Last edited: Aug 4, 2014
14. Aug 4, 2014

Fredrik

Staff Emeritus
I finally opened my Jackson to see what he says. The presentation is pretty strange. He starts by saying that "An arbitrary function f(ε), square integrable on the interval (a,b), can be expanded in a series of the orthonormal functions Un(ε)." To say this is to say that there's a sequence $\langle a_n\rangle_{n=0}^\infty$ in $\mathbb C$ such that $f=\sum_{n=0}^\infty a_n U_n$. This and the orthonormality condition together imply that $\int_a^b U_n^*(\varepsilon)f(\varepsilon)\mathrm d\varepsilon =a_n$.

Then he says "If the number of terms is finite..." This should mean that he's now considering the case where all but a finite number of the $a_n$ are zero. But he's not.

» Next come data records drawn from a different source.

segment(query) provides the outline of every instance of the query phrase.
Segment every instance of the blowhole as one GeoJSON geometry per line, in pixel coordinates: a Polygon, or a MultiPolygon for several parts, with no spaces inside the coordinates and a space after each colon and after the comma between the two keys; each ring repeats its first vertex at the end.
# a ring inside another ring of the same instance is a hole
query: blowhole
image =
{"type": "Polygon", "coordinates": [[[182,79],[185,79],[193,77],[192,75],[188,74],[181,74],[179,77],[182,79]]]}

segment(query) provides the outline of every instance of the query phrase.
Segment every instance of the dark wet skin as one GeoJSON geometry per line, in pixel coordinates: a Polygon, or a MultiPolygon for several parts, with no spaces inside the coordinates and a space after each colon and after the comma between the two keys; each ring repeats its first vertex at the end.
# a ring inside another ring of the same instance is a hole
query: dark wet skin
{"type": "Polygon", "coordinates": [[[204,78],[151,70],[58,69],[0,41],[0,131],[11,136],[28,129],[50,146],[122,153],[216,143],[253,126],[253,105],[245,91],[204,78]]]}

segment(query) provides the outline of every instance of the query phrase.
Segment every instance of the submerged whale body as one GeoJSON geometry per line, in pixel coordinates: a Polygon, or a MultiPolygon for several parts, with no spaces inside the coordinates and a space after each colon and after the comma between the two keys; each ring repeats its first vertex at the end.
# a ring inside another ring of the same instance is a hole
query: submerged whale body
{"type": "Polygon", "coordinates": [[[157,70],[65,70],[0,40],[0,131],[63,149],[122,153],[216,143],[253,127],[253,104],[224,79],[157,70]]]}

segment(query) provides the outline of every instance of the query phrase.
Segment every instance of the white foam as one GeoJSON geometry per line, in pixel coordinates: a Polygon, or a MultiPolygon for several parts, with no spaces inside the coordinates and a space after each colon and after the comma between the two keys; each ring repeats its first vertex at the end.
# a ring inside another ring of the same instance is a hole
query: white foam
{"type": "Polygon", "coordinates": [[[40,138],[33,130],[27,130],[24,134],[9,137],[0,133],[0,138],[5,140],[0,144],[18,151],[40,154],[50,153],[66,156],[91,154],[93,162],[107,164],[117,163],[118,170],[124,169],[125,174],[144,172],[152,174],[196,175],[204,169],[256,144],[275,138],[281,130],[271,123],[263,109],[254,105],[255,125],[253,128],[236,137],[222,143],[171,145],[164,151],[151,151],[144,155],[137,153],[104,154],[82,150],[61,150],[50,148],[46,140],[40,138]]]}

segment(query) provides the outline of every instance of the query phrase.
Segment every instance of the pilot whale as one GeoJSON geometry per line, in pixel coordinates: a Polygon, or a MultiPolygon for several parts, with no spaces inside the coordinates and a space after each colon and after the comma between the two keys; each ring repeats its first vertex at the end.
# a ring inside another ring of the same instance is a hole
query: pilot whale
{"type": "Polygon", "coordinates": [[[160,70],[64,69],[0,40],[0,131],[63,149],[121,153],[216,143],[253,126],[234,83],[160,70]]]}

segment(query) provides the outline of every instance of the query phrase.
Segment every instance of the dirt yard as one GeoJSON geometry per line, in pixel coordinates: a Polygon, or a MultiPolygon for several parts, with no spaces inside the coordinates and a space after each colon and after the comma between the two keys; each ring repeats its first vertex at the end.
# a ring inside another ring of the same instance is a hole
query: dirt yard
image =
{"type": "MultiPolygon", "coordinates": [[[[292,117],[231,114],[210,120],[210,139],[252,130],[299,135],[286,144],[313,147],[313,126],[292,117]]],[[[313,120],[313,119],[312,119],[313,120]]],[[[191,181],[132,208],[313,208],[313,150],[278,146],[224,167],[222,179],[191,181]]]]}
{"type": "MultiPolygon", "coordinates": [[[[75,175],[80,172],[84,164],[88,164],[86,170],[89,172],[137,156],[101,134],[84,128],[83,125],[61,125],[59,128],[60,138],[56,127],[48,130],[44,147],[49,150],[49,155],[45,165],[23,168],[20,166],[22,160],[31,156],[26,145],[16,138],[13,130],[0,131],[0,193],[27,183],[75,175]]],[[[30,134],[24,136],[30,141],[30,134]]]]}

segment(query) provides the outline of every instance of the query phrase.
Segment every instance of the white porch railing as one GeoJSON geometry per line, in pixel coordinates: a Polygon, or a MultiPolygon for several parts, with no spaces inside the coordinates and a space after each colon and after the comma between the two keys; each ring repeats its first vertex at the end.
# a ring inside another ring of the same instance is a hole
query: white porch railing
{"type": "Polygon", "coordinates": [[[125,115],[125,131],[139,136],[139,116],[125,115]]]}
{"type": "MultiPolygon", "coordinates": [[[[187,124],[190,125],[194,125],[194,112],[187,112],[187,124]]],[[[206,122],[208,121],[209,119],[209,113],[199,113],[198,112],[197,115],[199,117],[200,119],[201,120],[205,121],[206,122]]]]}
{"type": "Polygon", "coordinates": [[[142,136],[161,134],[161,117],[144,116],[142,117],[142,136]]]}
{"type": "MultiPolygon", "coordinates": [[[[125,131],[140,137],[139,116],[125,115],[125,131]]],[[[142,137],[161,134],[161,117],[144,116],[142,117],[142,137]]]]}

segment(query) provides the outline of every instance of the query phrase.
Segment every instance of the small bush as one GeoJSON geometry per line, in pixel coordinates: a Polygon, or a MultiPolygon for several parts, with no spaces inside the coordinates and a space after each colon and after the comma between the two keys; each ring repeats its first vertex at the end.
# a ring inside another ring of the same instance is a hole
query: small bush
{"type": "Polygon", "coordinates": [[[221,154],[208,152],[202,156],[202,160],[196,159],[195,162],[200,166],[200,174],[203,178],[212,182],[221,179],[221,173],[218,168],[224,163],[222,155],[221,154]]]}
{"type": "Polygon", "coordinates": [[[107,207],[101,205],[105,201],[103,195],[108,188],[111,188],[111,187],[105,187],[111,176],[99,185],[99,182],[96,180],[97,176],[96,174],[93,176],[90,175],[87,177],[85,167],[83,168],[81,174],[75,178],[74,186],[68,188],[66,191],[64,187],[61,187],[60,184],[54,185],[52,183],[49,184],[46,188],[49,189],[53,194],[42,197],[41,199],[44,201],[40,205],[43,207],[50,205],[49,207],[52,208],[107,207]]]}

He's ignoring that he has already told us that f can be expanded in a series like that, and is just trying to state the following problem: Suppose that $\{U_n\}_{n=0}^\infty$ is an orthonormal set of complex-valued functions. Suppose that we want to approximate f by a linear combination of the $U_n$, i.e. $f\approx\sum_{n=0}^N a_nU_n$. Then what is the best choice of $a_n$? First we have to define what we mean by "best", so he does that, and then tells us that the definition leads to the formula $\int_a^b U_n^*(\varepsilon)f(\varepsilon)\mathrm d\varepsilon =a_n$.

Since students at this level are likely to be familiar with vector spaces and bases for vector spaces, I think maybe it would have been better to say that a given orthonormal set $\{U_n\}$ of complex-valued functions may or may not be an orthonormal basis for the vector space of square-integrable complex-valued functions with domain (a,b) (note that f is an element of that vector space even if it's real-valued), and if it is, then we have $f=\sum_n a_n U_n$, which implies that $\int_a^b U_n^*(\varepsilon)f(\varepsilon)\mathrm d\varepsilon =a_n$. There are some subtleties in this approach too, and we would probably ignore them, but at least we would be ignoring the same things as in an introductory QM course.

If the $U_n$ are complex-valued functions, then the $a_n$ will be complex numbers, even if the specific f that you want to expand in a series happens to be a real-valued function.

Last edited: Aug 4, 2014
15. Aug 4, 2014

Oxvillian

Fredrik - the moral of Jackson's story is that if we have an incomplete set of orthonormal functions, the "expansion of best fit" to a given function $f$ is still obtained by using the familiar rule
$$a_n=\int_a ^b U_n ^*(ε) f(ε) dε.$$
It's like saying that if you want to get as close as you can to an airplane but are constrained to move around on the (flat) surface of the earth, the best you can do is get directly under the airplane. That is, you still use the $x$ and $y$ coordinates of the airplane.

Last edited: Aug 4, 2014
16. Aug 4, 2014

Fredrik

Staff Emeritus
Isn't that what I said?

Edit: I see that I wrote $U^*$ instead of $U_n^*$ in the formula for $a_n$. I have edited the post I just quoted to correct that mistake there.